Yusuf Jama Warsame, a British Somali who fled his home in Mogadishu at the age of four, is one.
At a debate between supporters and critics of ATM at the movement’s spartan offices in the Acton district of west London, Warsame said he thought ATM’s aim was laudable but unrealistic.
“I believe my tribe is there to lead the country,” the 24-year-old personal gym trainer said matter-of-factly.
Gathered around a table in a converted shop surrounded by apartment blocks, participants agreed the older generation had played a big role in perpetuating tribalism.
“It’s our roots. It’s something in our blood,” said Dheg Aideed, a 30-year-old community development worker. “The kids in London, who were born here, know where they are from. It starts with the parents. It’s the way of our life.”
“I’m not saying ATM is bad. It would be really nice if we can forget. But I don’t think it is going to work.”
Somalis say clan solidarity is a survival mechanism in an era of state collapse – your kith and kin will protect you if the government cannot – and must be passed down.
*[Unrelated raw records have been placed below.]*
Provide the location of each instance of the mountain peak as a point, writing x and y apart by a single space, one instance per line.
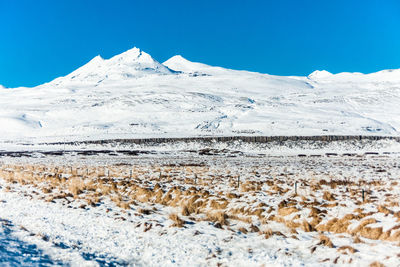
133 63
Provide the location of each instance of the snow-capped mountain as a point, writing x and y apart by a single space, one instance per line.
133 63
132 95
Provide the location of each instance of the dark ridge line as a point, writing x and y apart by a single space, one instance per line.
247 139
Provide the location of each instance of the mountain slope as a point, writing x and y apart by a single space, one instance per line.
133 95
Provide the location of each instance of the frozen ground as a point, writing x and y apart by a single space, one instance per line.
67 230
132 95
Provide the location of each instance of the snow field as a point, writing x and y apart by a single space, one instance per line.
209 210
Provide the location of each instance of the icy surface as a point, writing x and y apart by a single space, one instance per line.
133 95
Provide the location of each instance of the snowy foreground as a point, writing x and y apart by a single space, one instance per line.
132 95
198 207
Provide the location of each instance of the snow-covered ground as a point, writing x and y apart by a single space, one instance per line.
132 95
69 231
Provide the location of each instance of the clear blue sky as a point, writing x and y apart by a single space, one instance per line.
41 40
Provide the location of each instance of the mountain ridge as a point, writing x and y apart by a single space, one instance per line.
132 95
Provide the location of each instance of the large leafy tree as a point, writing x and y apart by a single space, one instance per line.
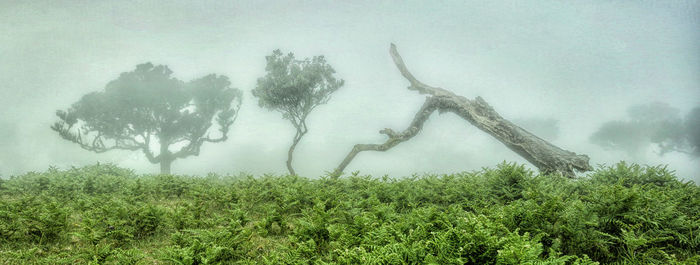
294 88
148 110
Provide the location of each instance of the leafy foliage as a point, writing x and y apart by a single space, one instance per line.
148 105
619 214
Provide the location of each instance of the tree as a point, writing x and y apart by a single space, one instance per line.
147 109
655 123
547 157
294 88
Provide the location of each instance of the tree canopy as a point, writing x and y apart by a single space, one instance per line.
147 109
294 88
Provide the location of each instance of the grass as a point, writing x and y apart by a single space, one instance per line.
102 214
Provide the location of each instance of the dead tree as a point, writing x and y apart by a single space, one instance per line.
544 155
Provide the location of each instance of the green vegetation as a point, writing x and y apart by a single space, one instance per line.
622 214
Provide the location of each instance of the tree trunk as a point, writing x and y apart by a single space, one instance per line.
544 155
165 166
166 157
290 153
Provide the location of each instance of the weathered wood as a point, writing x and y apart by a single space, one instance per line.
547 157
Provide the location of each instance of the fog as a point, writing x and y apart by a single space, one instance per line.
558 68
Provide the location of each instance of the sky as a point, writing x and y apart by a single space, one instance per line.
579 63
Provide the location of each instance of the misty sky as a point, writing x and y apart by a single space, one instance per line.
581 63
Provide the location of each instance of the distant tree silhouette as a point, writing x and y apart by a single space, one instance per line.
295 88
147 109
655 123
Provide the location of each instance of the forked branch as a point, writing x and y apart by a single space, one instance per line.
547 157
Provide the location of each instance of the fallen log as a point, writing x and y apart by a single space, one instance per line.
548 158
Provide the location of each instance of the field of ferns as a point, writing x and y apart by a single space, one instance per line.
103 214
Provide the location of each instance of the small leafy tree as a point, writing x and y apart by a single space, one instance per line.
147 109
294 88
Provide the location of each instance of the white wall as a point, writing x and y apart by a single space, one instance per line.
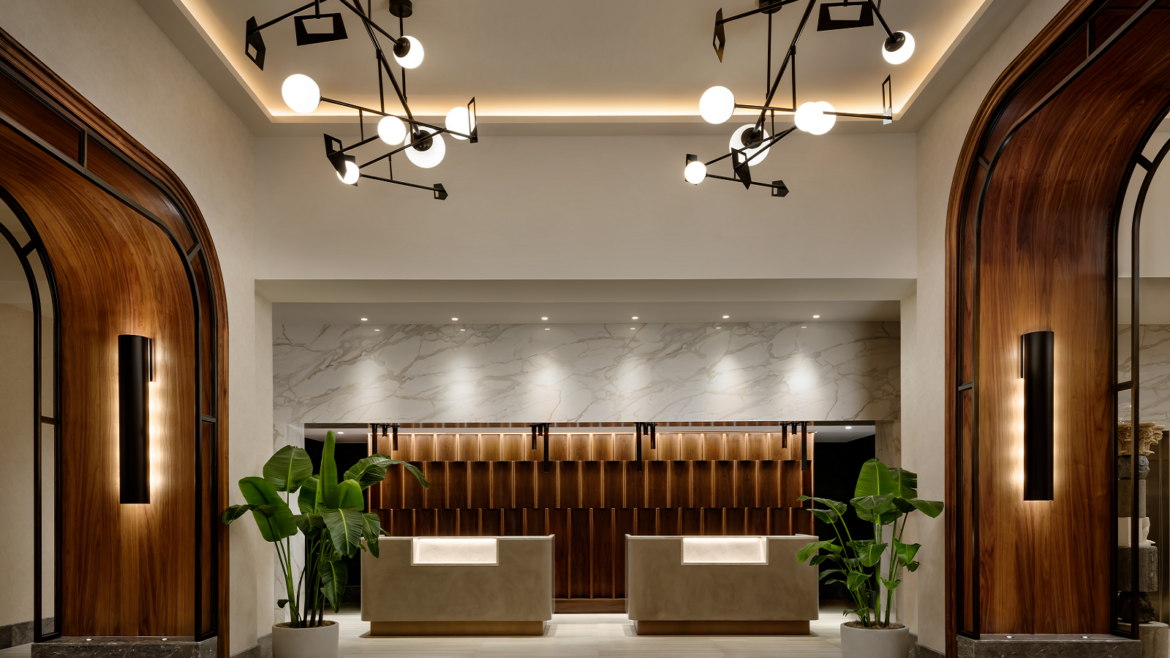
923 425
115 55
592 207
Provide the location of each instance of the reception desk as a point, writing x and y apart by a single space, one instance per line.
458 587
720 585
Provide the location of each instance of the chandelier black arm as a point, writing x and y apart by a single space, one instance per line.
279 19
754 12
761 149
407 120
881 19
399 183
784 66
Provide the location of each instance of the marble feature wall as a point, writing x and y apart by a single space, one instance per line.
585 372
1154 389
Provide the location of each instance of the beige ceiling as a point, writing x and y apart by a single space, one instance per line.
597 61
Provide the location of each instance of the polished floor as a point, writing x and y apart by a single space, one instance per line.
582 636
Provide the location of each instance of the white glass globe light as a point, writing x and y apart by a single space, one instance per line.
351 173
811 117
694 173
412 59
716 104
392 130
737 143
902 54
459 120
301 94
432 156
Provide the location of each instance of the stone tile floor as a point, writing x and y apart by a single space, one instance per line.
582 636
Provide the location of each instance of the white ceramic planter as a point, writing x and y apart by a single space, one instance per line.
305 643
875 643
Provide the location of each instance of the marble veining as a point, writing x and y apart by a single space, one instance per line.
1154 388
585 372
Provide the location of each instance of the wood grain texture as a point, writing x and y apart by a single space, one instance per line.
1046 262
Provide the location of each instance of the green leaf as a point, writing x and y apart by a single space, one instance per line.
371 529
332 582
307 500
906 552
874 480
857 580
272 514
345 529
288 468
327 481
931 508
349 495
906 482
811 548
234 512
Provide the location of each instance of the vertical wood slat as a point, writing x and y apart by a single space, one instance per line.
623 526
745 484
524 482
580 576
446 447
558 527
456 485
724 484
658 484
592 495
601 552
680 484
502 486
479 484
569 484
613 477
702 475
490 447
413 494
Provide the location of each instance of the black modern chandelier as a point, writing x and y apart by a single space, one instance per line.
751 143
421 142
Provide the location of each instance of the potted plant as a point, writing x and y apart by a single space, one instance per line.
882 497
334 526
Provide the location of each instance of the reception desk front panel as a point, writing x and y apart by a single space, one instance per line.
720 585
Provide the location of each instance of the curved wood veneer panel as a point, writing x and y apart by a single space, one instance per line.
117 272
1045 261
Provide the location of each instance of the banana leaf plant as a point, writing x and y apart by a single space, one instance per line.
331 519
883 497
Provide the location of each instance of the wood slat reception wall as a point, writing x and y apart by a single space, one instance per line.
694 484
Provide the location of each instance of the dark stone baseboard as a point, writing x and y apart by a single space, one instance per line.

It is also an antidote, many argue, to extremism. Counter-terrorism experts say that al Shabaab tends to have difficulty recruiting from diaspora Somalis who put clan identity ahead of militant extremist ideology.
So powerful is the clan’s hold that foreigners – be they international aid groups, peacekeepers, diplomats or trans-national militants — find their best efforts confounded by the primacy of clan interests in individuals’ behaviour.
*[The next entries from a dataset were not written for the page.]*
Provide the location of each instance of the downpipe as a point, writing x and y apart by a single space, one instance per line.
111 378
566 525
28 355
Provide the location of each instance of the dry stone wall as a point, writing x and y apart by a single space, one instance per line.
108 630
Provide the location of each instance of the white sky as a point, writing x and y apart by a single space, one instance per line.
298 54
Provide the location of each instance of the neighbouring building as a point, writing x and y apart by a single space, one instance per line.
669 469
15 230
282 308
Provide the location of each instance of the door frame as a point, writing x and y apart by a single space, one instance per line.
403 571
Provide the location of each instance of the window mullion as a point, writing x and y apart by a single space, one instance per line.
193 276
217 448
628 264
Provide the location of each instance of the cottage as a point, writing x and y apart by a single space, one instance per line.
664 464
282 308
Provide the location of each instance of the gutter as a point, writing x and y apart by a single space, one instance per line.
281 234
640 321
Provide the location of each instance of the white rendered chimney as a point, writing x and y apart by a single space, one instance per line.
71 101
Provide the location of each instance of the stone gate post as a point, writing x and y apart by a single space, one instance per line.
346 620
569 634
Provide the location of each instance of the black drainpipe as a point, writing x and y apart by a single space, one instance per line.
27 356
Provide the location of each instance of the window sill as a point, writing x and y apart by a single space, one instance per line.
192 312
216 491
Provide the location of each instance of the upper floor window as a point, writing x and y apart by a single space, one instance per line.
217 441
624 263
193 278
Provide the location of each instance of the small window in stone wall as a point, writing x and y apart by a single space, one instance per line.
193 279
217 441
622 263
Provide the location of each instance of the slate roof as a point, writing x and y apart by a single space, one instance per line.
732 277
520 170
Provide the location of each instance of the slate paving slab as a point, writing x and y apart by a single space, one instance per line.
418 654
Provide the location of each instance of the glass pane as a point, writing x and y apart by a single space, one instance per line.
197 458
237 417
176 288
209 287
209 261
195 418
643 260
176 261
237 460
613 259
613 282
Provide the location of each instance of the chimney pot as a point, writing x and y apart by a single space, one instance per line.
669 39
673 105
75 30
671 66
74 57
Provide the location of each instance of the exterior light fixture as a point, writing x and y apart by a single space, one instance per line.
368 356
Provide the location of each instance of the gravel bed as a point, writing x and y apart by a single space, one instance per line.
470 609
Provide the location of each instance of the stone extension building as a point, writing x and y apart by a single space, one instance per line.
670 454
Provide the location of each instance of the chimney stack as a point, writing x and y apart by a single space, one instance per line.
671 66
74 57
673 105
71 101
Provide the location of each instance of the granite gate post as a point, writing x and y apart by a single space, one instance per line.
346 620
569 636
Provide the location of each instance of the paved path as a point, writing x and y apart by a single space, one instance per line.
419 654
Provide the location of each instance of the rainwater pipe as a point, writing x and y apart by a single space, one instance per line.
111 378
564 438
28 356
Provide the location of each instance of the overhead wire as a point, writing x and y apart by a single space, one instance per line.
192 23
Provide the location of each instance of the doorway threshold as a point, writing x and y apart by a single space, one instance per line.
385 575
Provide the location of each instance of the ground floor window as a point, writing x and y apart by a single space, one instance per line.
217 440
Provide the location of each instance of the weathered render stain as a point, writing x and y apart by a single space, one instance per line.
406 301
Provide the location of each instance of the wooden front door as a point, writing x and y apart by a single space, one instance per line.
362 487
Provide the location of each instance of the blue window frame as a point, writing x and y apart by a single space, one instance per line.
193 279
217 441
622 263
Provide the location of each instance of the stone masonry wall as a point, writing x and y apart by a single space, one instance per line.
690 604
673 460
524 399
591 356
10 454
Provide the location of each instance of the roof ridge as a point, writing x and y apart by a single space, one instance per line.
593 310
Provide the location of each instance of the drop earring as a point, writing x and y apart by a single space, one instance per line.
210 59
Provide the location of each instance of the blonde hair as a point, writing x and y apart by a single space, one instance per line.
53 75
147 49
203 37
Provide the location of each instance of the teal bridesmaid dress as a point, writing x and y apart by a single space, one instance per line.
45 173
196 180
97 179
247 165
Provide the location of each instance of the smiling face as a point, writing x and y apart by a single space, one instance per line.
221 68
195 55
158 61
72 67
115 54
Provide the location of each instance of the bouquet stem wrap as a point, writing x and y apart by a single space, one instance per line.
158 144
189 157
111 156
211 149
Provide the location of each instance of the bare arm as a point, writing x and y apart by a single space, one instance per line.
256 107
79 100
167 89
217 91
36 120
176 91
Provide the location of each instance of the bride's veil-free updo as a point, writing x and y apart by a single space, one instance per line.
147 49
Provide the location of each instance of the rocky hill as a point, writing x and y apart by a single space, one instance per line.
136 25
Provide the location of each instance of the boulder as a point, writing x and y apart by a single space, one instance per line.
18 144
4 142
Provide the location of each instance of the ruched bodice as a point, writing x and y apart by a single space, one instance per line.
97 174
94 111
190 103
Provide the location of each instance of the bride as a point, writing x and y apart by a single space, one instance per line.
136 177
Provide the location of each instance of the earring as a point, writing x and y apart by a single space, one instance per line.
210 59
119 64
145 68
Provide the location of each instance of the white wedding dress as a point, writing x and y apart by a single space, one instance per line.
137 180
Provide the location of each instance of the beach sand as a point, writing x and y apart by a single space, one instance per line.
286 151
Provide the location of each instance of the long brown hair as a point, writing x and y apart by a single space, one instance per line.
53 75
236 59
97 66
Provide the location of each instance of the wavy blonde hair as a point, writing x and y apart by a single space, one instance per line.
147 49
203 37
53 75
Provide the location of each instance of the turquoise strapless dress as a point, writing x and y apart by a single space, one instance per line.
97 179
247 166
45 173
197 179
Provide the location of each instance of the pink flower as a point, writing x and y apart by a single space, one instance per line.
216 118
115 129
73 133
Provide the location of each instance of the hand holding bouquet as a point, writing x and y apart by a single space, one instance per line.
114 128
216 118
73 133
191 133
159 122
Over the past 20 years some peace efforts by the outside world have sought to reflect the importance of clan, for example stipulating government posts along clan lines. But critics say such policies risk entrenching tribal rifts.
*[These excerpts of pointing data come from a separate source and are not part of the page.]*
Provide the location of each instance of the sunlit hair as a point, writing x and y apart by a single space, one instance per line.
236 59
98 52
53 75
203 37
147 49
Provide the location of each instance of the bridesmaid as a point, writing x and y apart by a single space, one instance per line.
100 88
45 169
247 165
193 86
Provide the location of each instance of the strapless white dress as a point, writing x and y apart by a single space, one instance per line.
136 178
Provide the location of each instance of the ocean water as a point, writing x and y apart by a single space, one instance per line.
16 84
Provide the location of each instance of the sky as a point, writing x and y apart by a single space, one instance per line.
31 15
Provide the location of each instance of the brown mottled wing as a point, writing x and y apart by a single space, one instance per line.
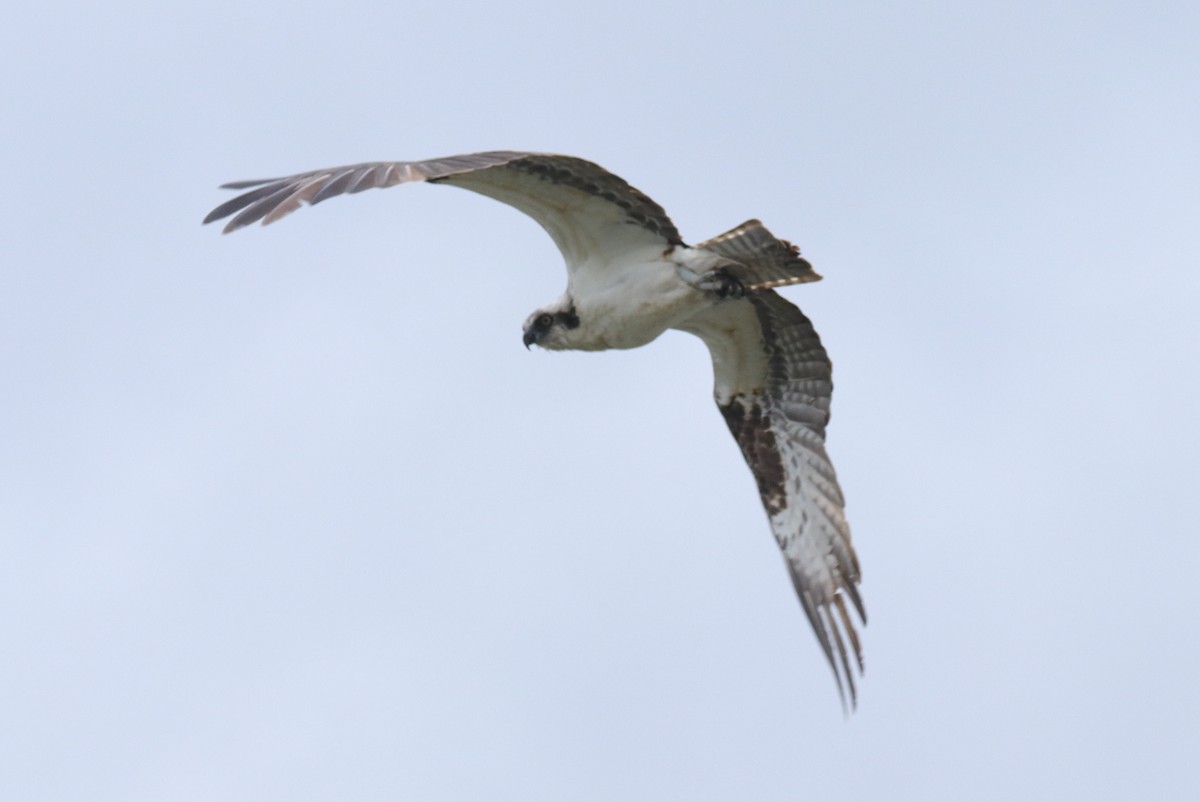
766 261
773 385
586 209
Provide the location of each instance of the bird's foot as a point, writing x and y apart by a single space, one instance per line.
723 283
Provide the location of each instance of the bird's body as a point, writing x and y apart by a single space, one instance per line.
630 277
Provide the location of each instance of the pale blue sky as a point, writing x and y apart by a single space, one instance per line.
293 514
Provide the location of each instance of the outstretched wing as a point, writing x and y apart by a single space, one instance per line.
773 385
763 259
586 209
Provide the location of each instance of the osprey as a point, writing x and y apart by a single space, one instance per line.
629 279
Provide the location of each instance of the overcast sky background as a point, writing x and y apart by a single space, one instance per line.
293 515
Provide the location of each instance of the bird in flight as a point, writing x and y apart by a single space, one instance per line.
629 279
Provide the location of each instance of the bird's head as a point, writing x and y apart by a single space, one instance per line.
552 327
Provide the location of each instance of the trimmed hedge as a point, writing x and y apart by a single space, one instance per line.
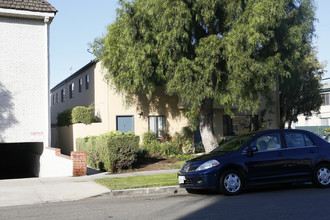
78 114
113 151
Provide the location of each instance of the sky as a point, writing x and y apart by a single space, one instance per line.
79 22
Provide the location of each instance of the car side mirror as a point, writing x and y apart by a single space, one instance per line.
251 150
“Leave it, it is rotten tribalism,” al Qaeda operative Omar Taj al Bin abd Allah “Abu Belal” reported to his superiors on the state of Somalia’s militant movement in about 1992, according to al Qaeda documents captured by the U.S. military.
“Each member of the movement is fanatically attached to his tribe.”
The warlords who dominated Somali’s political scene until five years ago were adept at exploiting clan loyalties.
In a 2005 interview with Reuters, warlord Osman Ali Atto explained that he could exploit clan solidarity to beef up the number of gunmen at his command at a moment’s notice.
“It can be 500 today, or 5,000 tomorrow if things get out of hand.”
Poverty plays a big role in tribalism’s enduring grip on politics.
Abdul Mohamed, a local government politician of Somali ancestry in the inner-London borough of Southwark, told Reuters clan offered kinsmen a social net “when you haven’t got much. That’s the reason why tribalism is so vital for communities.”
“When you go to a really poor and harsh country like Somalia, the tribal identity is critical, whatever you say.”
ATM’s approach deserved support, prominent Somalis said.
“If we tried to replicate that and get it to soak into the subconscious, well, it would be fantastic work. Funders should be funding this,” Abdul Mohamed said.
Afyare A. Elmi, Assistant Professor, International Affairs Department at Qatar University, said whether the approach would succeed was “another question.”
“I think of the ATM positively since its members are largely young and idealist trying to change their country for the better,” he told Reuters. “I encourage inclusive Somali groups that have organized themselves. This much better than the warlordism and tribalism approaches.”
ATM would have to set out specific goals to survive, however, influential U.S.-based Somalia academic Abdi Ismail Samatar said.
“I am very proud of these young men and women for taking on the challenge,” he told Reuters.